SABCS: Optimizing Breast Cancer Treatment with Biologics

SAN ANTONIO, Dec. 19 -- New biologic agents are proving useful in breast cancer treatment, but optimizing therapy requires careful attention to adverse event risk.

So said a panel of speakers in a Genentech-sponsored satellite symposium held during the San Antonio Breast Cancer Symposium. The presentations focused on biologic agents targeting vascular endothelial growth factor (VEGF) and HER2.

The VEGF inhibitor Avastin appears particularly effective for metastatic breast cancer in combination with Taxol (paclitaxel), said Kathy D. Miller, M.D., of Indiana University in Indianapolis. She updated results from the E2100 trial comparing the combination to Taxol alone.

Combination therapy about doubled the overall response rate, she said. For all 680 patients, the response rate is now about 35% for Taxol (paclitaxel) plus Avastin compared with about 20% for Taxol alone, a significant difference. For the subset of 498 participants with measurable disease, the overall response rate is likewise significantly better for combination treatment (47% compared to about 25%).

Progression-free survival remains superior for the combination as well with additional follow-up, she said. Interestingly, a subgroup analysis suggested that patients in the trial who also received adjuvant chemotherapy containing a taxane had the most benefit from combination treatment (about 12.5 versus four months), she said. Changes in serum measures of the angiogenic factor VCAM-1 and VEGF did not correlate with overall response.

Other oral tyrosine kinase inhibitors of VEGF in early phases of development have also demonstrated efficacy for metastatic breast cancer, said Hope S. Rugo, M.D., of the University of California, San Francisco. Ongoing trials will help define optimal schedules, combinations, and settings for use of these agents, which include sunitinib (SU11248), Axitinib (AG013736), SU14813, pazopanib, sorafenib, and VEGF trap, she said.

However, VEGF has an important biological role in wound healing and kidney and vascular health, which are impacted by inhibition, said Joyce A. O'Shaughnessy, M.D., of the Baylor Sammons Cancer Center in Dallas. For treatment-emergent hypertension, she suggested:

• Consider increased blood pressure monitoring for grade one hypertension,
• Begin antihypertensive therapy and continue Avastin for grade two symptomatic hypertension,
• For symptomatic grade two or grade three hypertension or when the diastolic blood pressure is above 110 mmHg, hold Avastin until symptoms resolve and diastolic blood pressure is under 100 mmHg and use anti-hypertensives once Avastin is restarted at a reduced dose level, and
• Discontinue therapy for grade four hypertension.
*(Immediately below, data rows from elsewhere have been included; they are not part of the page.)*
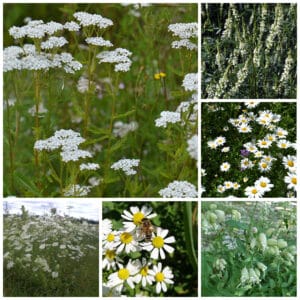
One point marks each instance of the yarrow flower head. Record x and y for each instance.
(86, 19)
(167, 117)
(179, 189)
(126, 165)
(119, 56)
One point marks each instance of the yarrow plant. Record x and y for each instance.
(247, 250)
(261, 157)
(90, 112)
(249, 50)
(134, 255)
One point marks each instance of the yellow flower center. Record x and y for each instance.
(138, 217)
(254, 191)
(263, 184)
(110, 237)
(123, 274)
(158, 242)
(159, 277)
(126, 238)
(110, 254)
(144, 271)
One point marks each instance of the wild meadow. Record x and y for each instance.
(249, 249)
(249, 51)
(100, 100)
(150, 249)
(249, 150)
(49, 255)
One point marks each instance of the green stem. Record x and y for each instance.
(189, 239)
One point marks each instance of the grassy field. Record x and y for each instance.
(249, 249)
(115, 113)
(50, 256)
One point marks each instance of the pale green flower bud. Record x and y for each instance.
(244, 275)
(213, 206)
(263, 241)
(236, 215)
(212, 218)
(261, 266)
(221, 215)
(253, 243)
(281, 244)
(272, 242)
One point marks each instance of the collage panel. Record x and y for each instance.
(100, 100)
(248, 149)
(249, 249)
(150, 249)
(249, 51)
(50, 248)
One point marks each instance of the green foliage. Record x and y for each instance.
(249, 51)
(239, 243)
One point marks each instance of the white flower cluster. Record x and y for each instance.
(119, 244)
(86, 19)
(35, 29)
(126, 165)
(121, 129)
(119, 56)
(179, 189)
(26, 58)
(167, 117)
(89, 166)
(77, 190)
(185, 31)
(192, 148)
(190, 82)
(98, 41)
(46, 242)
(54, 42)
(68, 141)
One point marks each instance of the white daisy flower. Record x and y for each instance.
(283, 144)
(290, 162)
(127, 242)
(159, 243)
(291, 180)
(263, 143)
(253, 192)
(135, 216)
(264, 184)
(225, 167)
(244, 128)
(124, 274)
(264, 166)
(110, 260)
(162, 277)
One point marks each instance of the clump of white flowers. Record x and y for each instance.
(120, 244)
(186, 32)
(179, 189)
(126, 165)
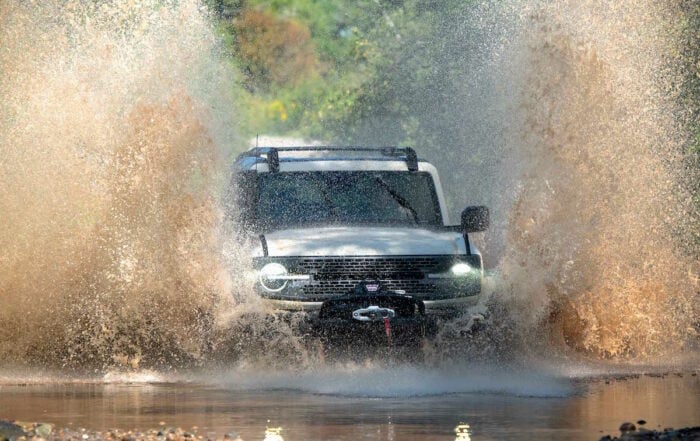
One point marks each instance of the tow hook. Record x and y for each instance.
(373, 314)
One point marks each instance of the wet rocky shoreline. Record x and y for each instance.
(630, 432)
(22, 431)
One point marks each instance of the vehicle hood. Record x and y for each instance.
(363, 241)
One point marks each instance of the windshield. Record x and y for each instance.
(347, 198)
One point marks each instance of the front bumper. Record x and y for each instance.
(443, 307)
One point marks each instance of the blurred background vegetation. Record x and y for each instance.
(384, 72)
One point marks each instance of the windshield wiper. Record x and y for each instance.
(398, 198)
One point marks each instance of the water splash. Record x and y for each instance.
(112, 120)
(595, 231)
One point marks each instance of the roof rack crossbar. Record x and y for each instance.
(273, 161)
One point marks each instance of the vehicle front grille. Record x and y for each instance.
(334, 276)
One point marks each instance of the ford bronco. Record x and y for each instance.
(356, 236)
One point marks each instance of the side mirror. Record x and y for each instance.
(475, 219)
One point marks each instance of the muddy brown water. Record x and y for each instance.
(576, 409)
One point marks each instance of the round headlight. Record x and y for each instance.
(460, 269)
(272, 277)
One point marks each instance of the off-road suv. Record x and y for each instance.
(356, 235)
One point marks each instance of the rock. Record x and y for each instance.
(10, 431)
(43, 430)
(627, 427)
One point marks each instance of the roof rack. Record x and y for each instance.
(271, 154)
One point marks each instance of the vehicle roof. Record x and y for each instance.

To minimize the risk of arterial thromboembolic events, Dr. O'Shaughnessy suggested that Avastin should be discontinued permanently once such an event occurs and be cautious in starting Avastin for patients who have had an event within six or twelve months. She also suggested monitoring for significant proteinuria and to allow at least a month for healing after a major surgery before starting Avastin.
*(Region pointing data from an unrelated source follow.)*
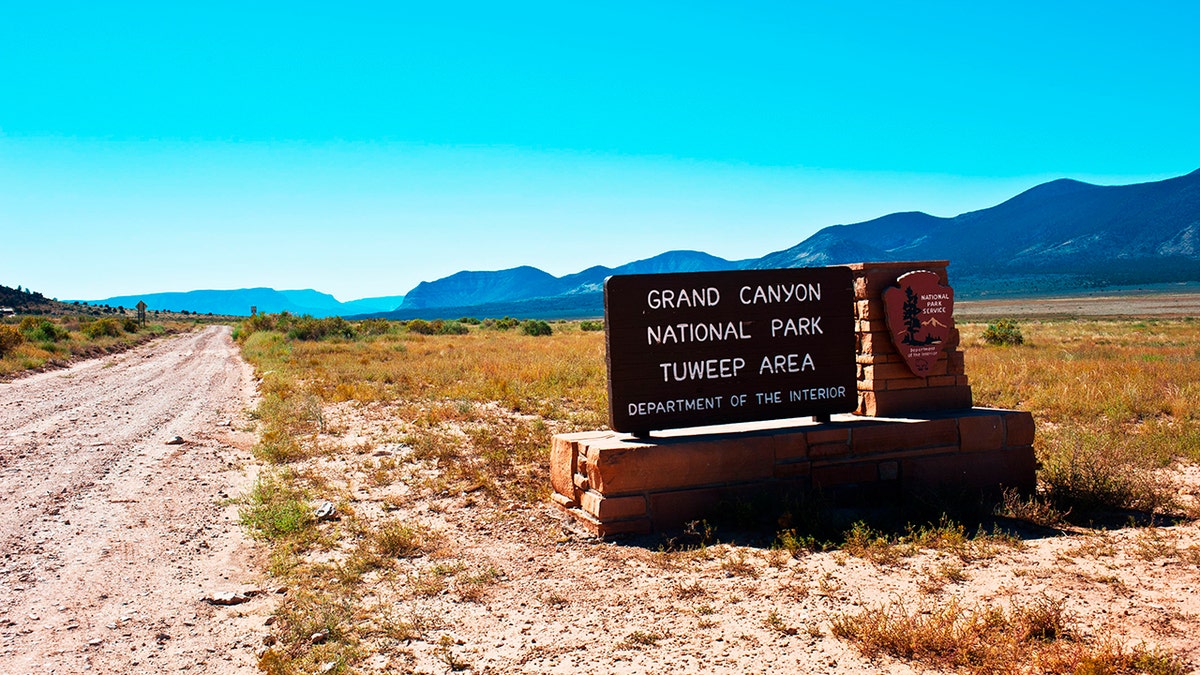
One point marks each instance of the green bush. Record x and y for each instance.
(101, 328)
(309, 328)
(448, 328)
(9, 339)
(1003, 332)
(375, 327)
(39, 329)
(420, 327)
(505, 323)
(535, 327)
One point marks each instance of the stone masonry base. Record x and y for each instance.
(615, 483)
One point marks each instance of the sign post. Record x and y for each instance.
(700, 348)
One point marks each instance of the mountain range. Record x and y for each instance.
(1057, 237)
(269, 300)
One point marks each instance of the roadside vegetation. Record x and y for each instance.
(33, 342)
(463, 410)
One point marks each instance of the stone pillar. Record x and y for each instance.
(886, 386)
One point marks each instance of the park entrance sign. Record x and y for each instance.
(699, 348)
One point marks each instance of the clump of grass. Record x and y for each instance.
(1003, 332)
(394, 539)
(775, 622)
(537, 328)
(1038, 634)
(1087, 472)
(276, 508)
(1033, 508)
(640, 639)
(885, 549)
(10, 338)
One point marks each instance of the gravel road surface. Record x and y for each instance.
(109, 537)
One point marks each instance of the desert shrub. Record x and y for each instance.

For adjuvant therapy of HER2-positive breast cancer, "Herceptin [trastuzumab] is the winner across protocols," said Charles E. Geyer, Jr., M.D., of the National Surgical Adjuvant Breast and Bowel Project in Pittsburgh and Drexel University in Philadelphia.

However, he added, "I think the key for efficacy is to get your patient Herceptin in a way that minimizes her toxicity."
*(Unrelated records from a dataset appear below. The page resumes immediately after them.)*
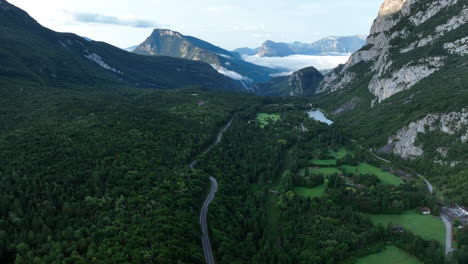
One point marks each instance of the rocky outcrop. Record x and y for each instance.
(403, 78)
(396, 22)
(325, 46)
(304, 82)
(346, 107)
(458, 47)
(403, 143)
(165, 42)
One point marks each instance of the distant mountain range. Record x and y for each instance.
(32, 52)
(301, 83)
(325, 46)
(165, 42)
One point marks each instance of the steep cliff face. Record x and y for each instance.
(409, 41)
(304, 82)
(406, 90)
(403, 143)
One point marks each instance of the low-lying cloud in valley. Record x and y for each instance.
(113, 20)
(296, 62)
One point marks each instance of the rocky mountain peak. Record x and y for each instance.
(390, 7)
(404, 26)
(167, 32)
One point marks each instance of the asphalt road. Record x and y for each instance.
(208, 252)
(204, 212)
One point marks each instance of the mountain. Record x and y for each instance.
(32, 52)
(405, 92)
(246, 51)
(273, 49)
(325, 46)
(164, 42)
(300, 83)
(131, 49)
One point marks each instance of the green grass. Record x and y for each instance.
(341, 153)
(315, 192)
(319, 162)
(390, 255)
(265, 119)
(365, 168)
(325, 171)
(426, 226)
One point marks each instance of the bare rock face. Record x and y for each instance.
(403, 143)
(395, 23)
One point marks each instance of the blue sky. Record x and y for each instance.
(226, 23)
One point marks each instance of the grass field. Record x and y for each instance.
(365, 168)
(390, 255)
(339, 154)
(316, 192)
(319, 162)
(325, 171)
(265, 119)
(425, 226)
The chemotherapy regimen containing both Adriamycin and Herceptin along with Cytoxan and Taxol is the one with the cardiotoxicity, he said, so careful patient selection is needed.

"When considering an [Adriamycin-Cytoxan-taxane-Herceptin] regimen, baseline risk factors for congestive heart failure should be considered," Dr. Geyer said, which would include baseline left-ventricular ejection fraction, age, and preexisting hypertension.

He said oncologists should also consider the traditional cancer staging criteria for absolute risk of recurrence in balancing the risk.

Combining Avastin and Herceptin is being studied as well, said Mark D. Pegram, M.D., of the University of California Los Angeles.

"There exists significant potential to exploit synergy between molecularly targeted agents and conventional therapy," he said.